# Pulled pork reheat in crock-pot



## dansouthfl (Mar 25, 2014)

My wife is having a sort of pot luck/cultural day at her evening class where everyone is bringing in food.  Of course she wants to bring in pulled pork to make sliders with. The event is on Thursday and I will not be around Wed/Thurs so I will be smoking two 9 lb butts overnight Monday and finish on Tuesday.

The only way we can heat it up is with a crock-pot which I have never done before.  I have never really used a finishing sauce, but I just don't want the meat to dry out. It will be about 8 lbs of pulled pork and at this time I am thinking of mixing our bbq sauce thinned out with apple juice to add to the crock pot to keep in moist.  The BBQ sauce will be on the side while serving. 

At this point I am trying to figure out how much sauce/juice to put in and how long it will need to warm up. I have a warm/low/high setting on the crock pot. Any advice/previous experiences is very welcome, thanks.


----------



## demosthenes9 (Mar 25, 2014)

dansouthfl said:


> My wife is having a sort of pot luck/cultural day at her evening class where everyone is bringing in food.  Of course she wants to bring in pulled pork to make sliders with. The event is on Thursday and I will not be around Wed/Thurs so I will be smoking two 9 lb butts overnight Monday and finish on Tuesday.
> 
> The only way we can heat it up is with a crock-pot which I have never done before.  I have never really used a finishing sauce, but I just don't want the meat to dry out. It will be about 8 lbs of pulled pork and at this time I am thinking of mixing our bbq sauce thinned out with apple juice to add to the crock pot to keep in moist.  The BBQ sauce will be on the side while serving.
> 
> At this point I am trying to figure out how much sauce/juice to put in and how long it will need to warm up. I have a warm/low/high setting on the crock pot. Any advice/previous experiences is very welcome, thanks.

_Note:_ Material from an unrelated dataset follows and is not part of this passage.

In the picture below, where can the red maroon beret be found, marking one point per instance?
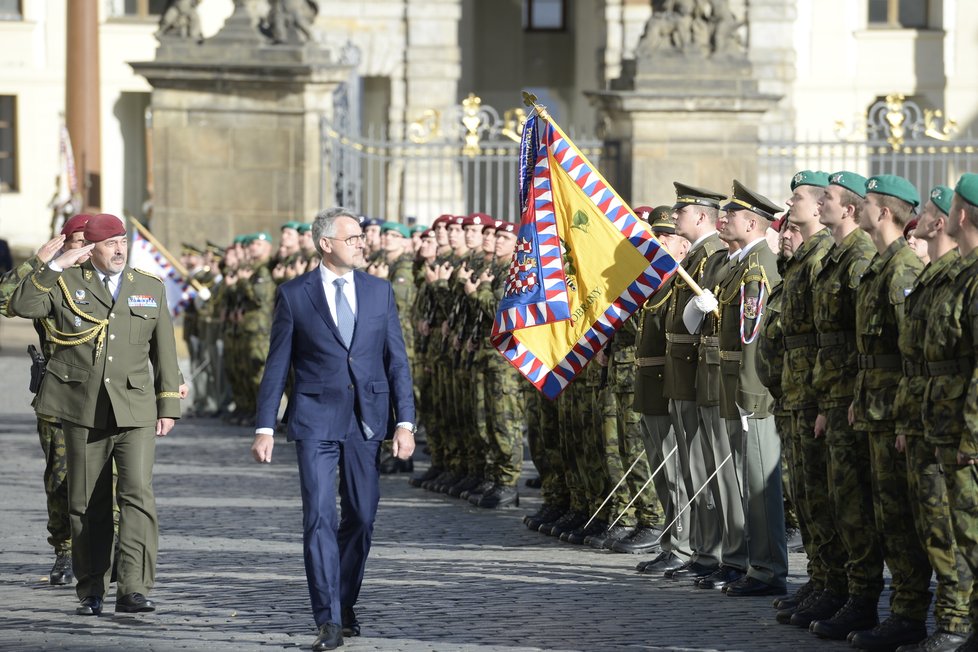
(104, 226)
(75, 224)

If at all possible, bag the pork and have your wife reheat it at home in simmering water.  Once up to temp, empty into a pre-warmed crock pot to transport.  Plug in at the at the event and set it on low.

Be a minimalist with the finishing sauce.  Spray or drizzle some in, mix the pork up and basically see if it looks moist.  If not, add a bit more sauce.  Rinse/repeat.    I like to put finishing sauce in a one of those squeeze bottles with the pointy top.   Have it on hand to freshen up the pork as need be.


----------



## jarjarchef (Mar 25, 2014)

Crockpot works. Just make sure you are above 165 in


----------



## demosthenes9 (Mar 25, 2014)

jarjarchef said:


> Crockpot works. Just make sure you are above 165 in <2hrs. Or there are several ways to achieve the reheat. Like said add the finishing sauce as needed. I use the dripping from the pork, apple juice concentrate, sweet bbq sauce and beer for mine. Add a little to start and have more to add as needed.
> 
> since you are planning on reheating I would not cook to 205. I would go only to 190-195 and then pull into bigger pieces. This way when you reheat and mix the pork it does not get all shreadded into tiny pices.

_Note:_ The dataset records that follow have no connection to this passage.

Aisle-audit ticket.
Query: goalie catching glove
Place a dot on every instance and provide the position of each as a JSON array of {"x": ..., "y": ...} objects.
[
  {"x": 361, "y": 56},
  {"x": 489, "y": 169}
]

As the pork is already cooked, doesn't it only need to go to 140 and hold there ?


----------



## chef jimmyj (Mar 25, 2014)

Always reheat to 165 or higher. In a Crock Pot heat on High with about a cup of finishing sauce. Meat should be wet but not swimming. Absorption/evaporation will get you to the right service amount as it heats. I heat on High just to a simmer then turn to Warm to keep above 140. Check the temp every 30 mins to make sure you are safe. BBQ/Apple Juice works fine. However depending on the groups taste you may choose a Tangy Finishing Sauce and serve with a Sweet BBQ Sauce or vice versa. This covers most peoples tastes. Here are some options for Finishing Sauces...JJ

*Foiling Juice*

For each Rack of Ribs Combine:

1T Pork Rub, yours

1/2 Stick Butter

1/2C Cane Syrup... Dark Corn Syrup...or Honey

1/4C Apple Cider...or Juice

1T Molasses

Optional:

2T Vinegar, 2T Mustard and 1/4C Ketchup to make it more KC Style.

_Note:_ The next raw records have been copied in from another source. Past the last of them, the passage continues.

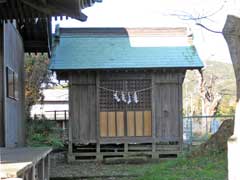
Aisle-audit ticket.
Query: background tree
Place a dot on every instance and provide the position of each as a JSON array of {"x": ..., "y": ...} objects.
[
  {"x": 37, "y": 76},
  {"x": 211, "y": 91}
]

Simmer 5-10 minutes until syrupy consistency.

Allow to cool for 5 minutes, pour over foiled Ribs and

run your 2 hour phase of 3-2-1. For the last phase return

the ribs to the smoker BUT reserve any Juice 

remaining

in the Foil. Simmer the Juice over med/low heat to reduce to a saucy thickness. Glaze the Ribs for presentation or service.

*For a Sweet Finishing Sauce for Pulled Pork:*  Make a Double batch, Butter optional or do as I do...Use the Smoked Pork Fat from the drip pan...

Add 1/2 the batch to the Foil Pack or place it in a Pan with your Butt, when the IT hits 165*F.

Cover the pan with foil and continue to heat to 205*F for pulling.

At 205* rest or hold the Butt in a cooler wrapped in towels until ready to serve.

Pull the Pork and place it back in the pan with the pan Juices and any additional reserved Foiling Juice to moisten and Serve...OR... Bag and refrigerate until needed.

When re-heating place the Pulled Pork in a Pan or Crock pot and add reserved Foiling Juice or Apple Cider, as needed to make up the Juice that was absorbed while  the pork was refrigerated. Cover and re-heat in a pre-heated 325-350*F oven or on High in the crock pot to 165*F and Serve.

Note: the addition of the reserved Foiling Juice or Apple Cider should make the PP moist but not Swimming.

*Tangy Pulled Pork Finishing Sauce*

This is more of an Eastern North Carolina style Finishing Sauce...

2 C Apple Cider Vinegar

2T Worcestershire Sauce or more to taste

1/4C Brown Sugar

1T Smoked Paprika

2 tsp Granulated Garlic

2 tsp Granulated Onion

2 tsp Fine Grind Black Pepper

1 tsp Celery Salt

1 tsp Cayenne Pepper or Chipotle powder. Add more if you like Heat.

1/2 tsp Grnd Allspice

Combine all and whisk well. Let rest, at room temp, 30 minutes for the flavors to meld together. Or bring just to a simmer and remove from heat...JJ


----------